Many assumed Trump’s campaign promises of huge projects to rebuild America’s crumbling infrastructure would be bankrolled by government debt and tax-payer money. But the administration’s budget proposal actually cut infrastructure spending, leaving us to wonder whether there is any momentum at all for this important part of his agenda.
Head of both the president’s business advisory council and private-equity firm Blackstone, Stephen Schwarzman, had an answer to our question over the weekend. On Saturday, Blackstone announced plans to create a US$40 billion infrastructure fund to focus on US projects, with US$20 billion coming from Saudi Arabia’s largest sovereign wealth fund.
“Through the equity in this vehicle and additional debt financing, Blackstone expects to invest in more than $100bn of infrastructure projects, principally in the US,” a statement from Blackstone and the Saudi fund said.
Gillian Tett at the Financial Times asks: what should investors make of this? She points out that business leaders’ time spent with the Trump administration is paying off, with Blackstone’s share price surging following the deal.

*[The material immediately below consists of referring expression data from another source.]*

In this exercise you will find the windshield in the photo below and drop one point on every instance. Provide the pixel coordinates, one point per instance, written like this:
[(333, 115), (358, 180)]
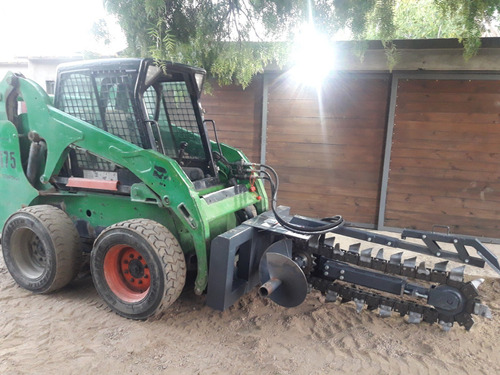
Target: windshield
[(171, 106)]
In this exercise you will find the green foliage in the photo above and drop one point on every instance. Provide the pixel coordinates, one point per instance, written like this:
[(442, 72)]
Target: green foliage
[(235, 39)]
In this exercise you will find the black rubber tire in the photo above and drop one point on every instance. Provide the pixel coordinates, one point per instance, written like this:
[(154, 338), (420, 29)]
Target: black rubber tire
[(161, 252), (41, 248)]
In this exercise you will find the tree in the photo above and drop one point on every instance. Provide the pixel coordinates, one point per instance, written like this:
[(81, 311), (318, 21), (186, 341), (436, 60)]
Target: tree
[(235, 39)]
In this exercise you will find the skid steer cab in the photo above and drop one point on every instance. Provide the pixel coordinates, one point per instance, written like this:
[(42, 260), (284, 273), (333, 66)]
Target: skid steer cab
[(119, 165)]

Another lesson is that non-US governments and investors have found that a focus on US infrastructure is an easy way to win points with the president.
But, obviously relying on private resources for infrastructure spending is not going to fly for many projects that can’t generate revenue, and for Trump’s vision of a US$1 trillion infrastructure push to materialize, the budget will have to be changed to reflect that priority — if it truly is one.